We the People: Analyzing Comments on the Federal Register

In the first post of our series on the Federal Register, we talked about the “what” and the “why”: what are public comments on proposed rulemaking, and why is it so important to be thinking about them? In this installment, we’ll dig into the “how”: how do we actually do a thematic analysis of Federal Register comments?

The coding process

As we discussed last week, the first component of the work is a thematic analysis of the main arguments supporting or opposing the proposed rulemaking, and NVivo is our software of choice to help us with that. First, we upload all comments into NVivo to begin coding relevant themes.

Coding is basically the process of “tagging” sections of text with relevant thematic codes (text can be coded to multiple topics). The image below is a hypothetical example of coding—this isn’t what it actually looks like in NVivo, but it gives a sense of how text is “tagged” to the relevant codes.

NVivo example

The coding hierarchy

But where do these codes come from? How do we know to code for “impact on community” and “impact on ecosystem,” for example? The creation of the list of codes (known as a coding hierarchy) is a flexible process that is revisited throughout the analysis. Typically, we begin by reviewing a small portion of the comments to identify themes being raised. Based on what we see, we create an a priori coding hierarchy—essentially, we’re making an informed guess about what we think we might see in the rest of the comments. This is a great place to pull in subject-matter experts so that the coding hierarchy is informed both by what we’re seeing in the first portion of comments and by expert knowledge of the relevant field.

This coding hierarchy isn’t set in stone—it’s flexible! As we continue coding, let’s say we uncover an interesting new theme, such as support for the construction of a new tourist resort on the moon because it would create jobs for underemployed lunar residents. We can add that theme to the coding hierarchy and continue looking for it in other comments.

At the end of analysis, we revisit this coding hierarchy, asking questions like: Should some of these codes be combined or split up? Are some of these really just one-offs? Using the example in the paragraph above, we thought the argument for lunar job creation might be a common one. But after coding hundreds of comments, maybe that was the only one that raised it. In this case, we could combine these one-offs together into an “other” code highlighting less commonly endorsed arguments.

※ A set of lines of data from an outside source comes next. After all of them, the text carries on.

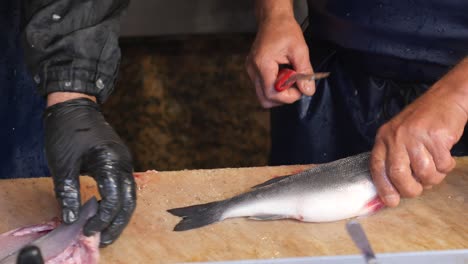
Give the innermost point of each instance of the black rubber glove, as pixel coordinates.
(30, 255)
(80, 141)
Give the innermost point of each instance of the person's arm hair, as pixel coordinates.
(266, 9)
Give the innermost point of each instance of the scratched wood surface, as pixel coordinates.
(436, 221)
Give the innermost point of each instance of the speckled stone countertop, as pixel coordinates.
(186, 102)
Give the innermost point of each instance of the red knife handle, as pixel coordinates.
(281, 81)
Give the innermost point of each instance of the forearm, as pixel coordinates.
(267, 9)
(455, 83)
(73, 46)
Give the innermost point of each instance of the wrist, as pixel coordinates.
(267, 10)
(59, 97)
(456, 84)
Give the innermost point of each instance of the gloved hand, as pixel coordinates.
(30, 255)
(80, 141)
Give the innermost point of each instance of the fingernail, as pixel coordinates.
(68, 215)
(391, 199)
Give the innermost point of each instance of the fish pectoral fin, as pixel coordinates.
(270, 181)
(267, 217)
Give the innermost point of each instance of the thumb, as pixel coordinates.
(67, 190)
(300, 61)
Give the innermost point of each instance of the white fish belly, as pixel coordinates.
(284, 206)
(334, 205)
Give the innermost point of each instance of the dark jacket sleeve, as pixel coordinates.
(72, 46)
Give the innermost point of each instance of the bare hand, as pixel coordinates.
(278, 41)
(412, 151)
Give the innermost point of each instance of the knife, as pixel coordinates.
(360, 240)
(287, 77)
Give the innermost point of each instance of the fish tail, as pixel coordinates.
(196, 216)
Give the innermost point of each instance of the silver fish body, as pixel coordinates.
(328, 192)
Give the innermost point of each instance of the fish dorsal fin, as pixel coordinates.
(270, 181)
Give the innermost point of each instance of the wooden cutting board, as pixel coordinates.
(438, 220)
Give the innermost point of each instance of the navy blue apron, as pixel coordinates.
(21, 107)
(381, 55)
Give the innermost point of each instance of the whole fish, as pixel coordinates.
(329, 192)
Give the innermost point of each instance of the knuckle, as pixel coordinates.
(397, 171)
(434, 179)
(265, 104)
(424, 172)
(411, 192)
(445, 165)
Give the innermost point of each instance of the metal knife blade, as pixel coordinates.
(360, 240)
(310, 77)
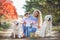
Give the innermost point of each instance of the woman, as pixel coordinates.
(35, 21)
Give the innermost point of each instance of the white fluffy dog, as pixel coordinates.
(46, 28)
(17, 29)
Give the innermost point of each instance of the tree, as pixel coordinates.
(46, 7)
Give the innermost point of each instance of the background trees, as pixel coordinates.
(46, 7)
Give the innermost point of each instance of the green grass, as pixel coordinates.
(5, 26)
(56, 28)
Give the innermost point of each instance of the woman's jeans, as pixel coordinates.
(27, 30)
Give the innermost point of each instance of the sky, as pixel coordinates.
(19, 6)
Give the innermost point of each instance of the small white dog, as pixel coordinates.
(46, 28)
(17, 29)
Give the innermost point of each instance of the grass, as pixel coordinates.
(56, 28)
(5, 26)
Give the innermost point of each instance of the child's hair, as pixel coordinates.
(26, 13)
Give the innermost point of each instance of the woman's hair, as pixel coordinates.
(39, 16)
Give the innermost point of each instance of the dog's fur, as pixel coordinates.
(46, 28)
(17, 30)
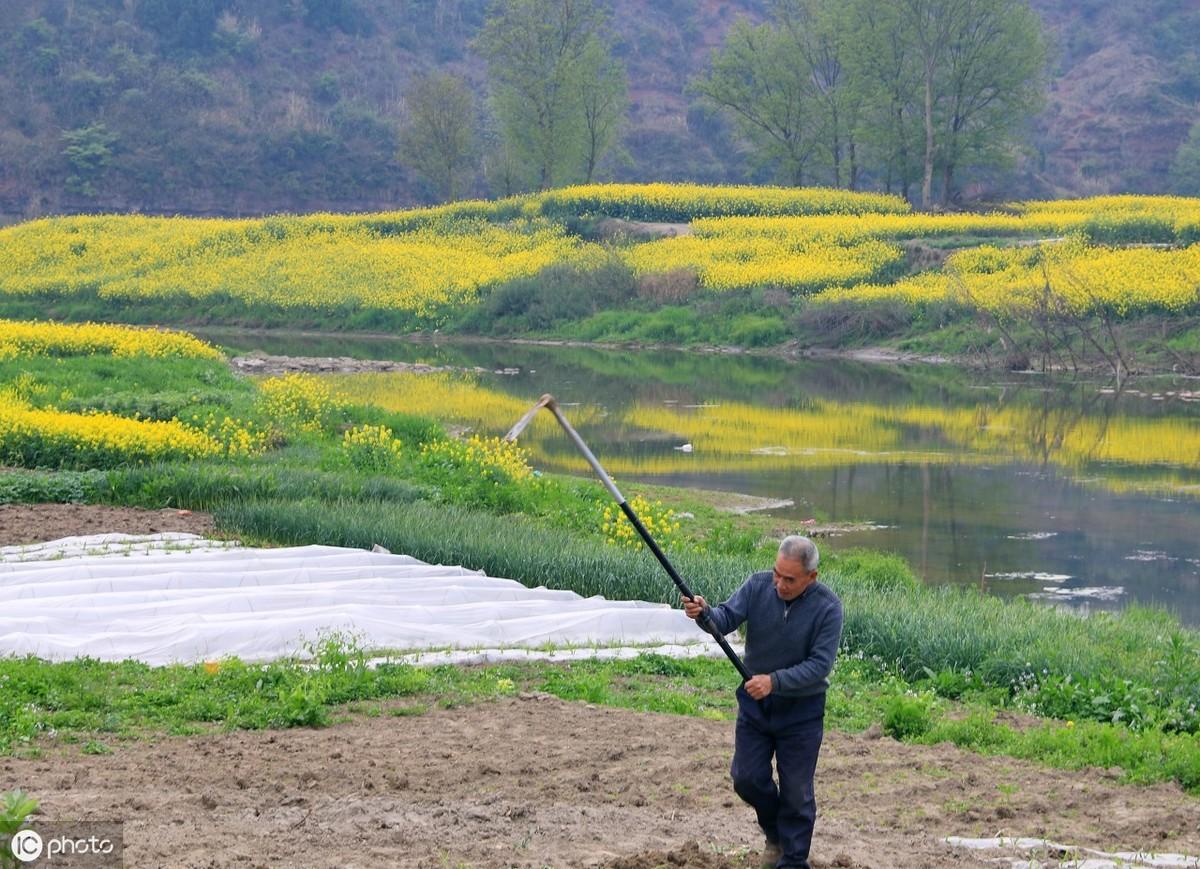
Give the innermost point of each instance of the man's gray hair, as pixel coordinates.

Another option might be to combine or separate codes, depending on what we found. Using the same example, let’s say one of our codes was “job creation”—we might find at this point that there are two different themes here. Some commenters discussed job creation for underemployed lunar residents, while others were focused on job creation for earthlings. Depending upon the proposed rulemaking, we might consider these themes separate enough to split the code.

Lunar construction crop

Ensuring consistency

Consistency is the name of the game in NVivo. When we’re coding, we need to make sure that all analysts have the same understanding of the coding hierarchy and are applying the codes the same way. This is how we know the analysis is completed as intended, rather than influenced by one analyst’s interpretation of a theme. So how do we do that? There are a handful of best practices that help (such as training analysts on the coding hierarchy and creating a hierarchy that includes clearly written definitions of each code), but the key approach is double coding.

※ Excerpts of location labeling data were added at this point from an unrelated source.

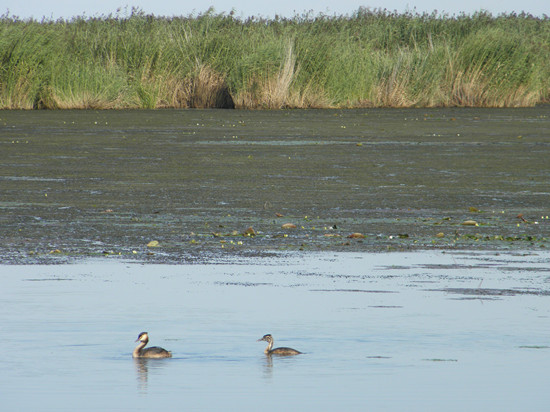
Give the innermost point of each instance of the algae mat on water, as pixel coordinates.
(177, 185)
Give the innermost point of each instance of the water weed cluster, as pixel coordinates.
(371, 58)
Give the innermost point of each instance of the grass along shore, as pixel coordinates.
(367, 59)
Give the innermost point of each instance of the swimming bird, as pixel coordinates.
(277, 351)
(152, 352)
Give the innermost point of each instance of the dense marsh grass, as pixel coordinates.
(368, 59)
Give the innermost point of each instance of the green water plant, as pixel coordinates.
(370, 58)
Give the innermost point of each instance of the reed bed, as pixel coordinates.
(371, 58)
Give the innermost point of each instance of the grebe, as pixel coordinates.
(152, 352)
(277, 351)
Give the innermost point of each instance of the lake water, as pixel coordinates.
(421, 331)
(77, 184)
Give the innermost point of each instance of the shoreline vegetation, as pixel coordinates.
(371, 58)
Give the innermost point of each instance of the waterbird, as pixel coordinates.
(277, 351)
(152, 352)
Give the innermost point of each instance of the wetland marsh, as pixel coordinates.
(171, 222)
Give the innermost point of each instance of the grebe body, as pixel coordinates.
(152, 352)
(277, 351)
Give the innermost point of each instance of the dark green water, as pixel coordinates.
(85, 183)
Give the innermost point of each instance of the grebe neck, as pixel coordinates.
(138, 349)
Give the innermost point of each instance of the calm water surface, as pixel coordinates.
(390, 331)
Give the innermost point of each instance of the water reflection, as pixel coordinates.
(143, 367)
(267, 366)
(142, 373)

In double coding, a small percentage of all documents are coded by two different analysts. The analysts then meet and discuss the coding, looking for any places where they did not code the same way. This is done iteratively, until all analysts are applying the codes in the same way. In addition to being a best practice for a rigorous analysis, double coding is also a great opportunity of further refining the coding hierarchy because it necessitates discussion around what analysts are seeing in the data and how well the hierarchy fits what they’re seeing.

Double coding crop

Categorizing comments

The second component of our analysis is classifying the comments received, which will contextualize the themes identified during coding. For example, each comment will be categorized by type (form letter, duplicate, non-relevant, etc.), whether it contains substantive or non-substantive comments, and commenter name and type (nonprofit, individual, for-profit company, educational institution, etc.).

So why do we care what “type” each comment is? This can provide a lot of information to contextualize the findings of our thematic analysis. For example, we’d want to know if the most commonly raised concerns came from many different commenter types, or whether 95% of them were sourced from the same form letter submitted by multiple people. This type of information provides the context to know how to weigh these comments.

Pulling it all together

Finally, after coding and categorizing, the last piece of analysis is to put both components together. This is one of the reasons that we love using NVivo for this type of work. NVivo’s flexibility lets us combine the qualitative, thematic analysis we’ve conducted and the categorization of comment types to create the most nuanced analysis possible.

We start by examining the main themes and looking for any patterns that pop up within or across groups. For example, perhaps we find that the bulk of comments supporting the construction of a lunar resort because it would lead to job creation come from for-profit construction companies, while the majority of comments opposing the construction due to permanent damages to the local ecosystem come from nonprofit organizations. This type of information allows for a more nuanced interpretation of our findings.

Conclusion

And that concludes our summary of how we use NVivo to analyze public comments on proposed rulemaking on the Federal Register. This type of analysis will likely be in high demand as we finish the Biden administration’s first 100 days in office; but even looking forward, this type of work remains important to ensure that the people have a voice in their government.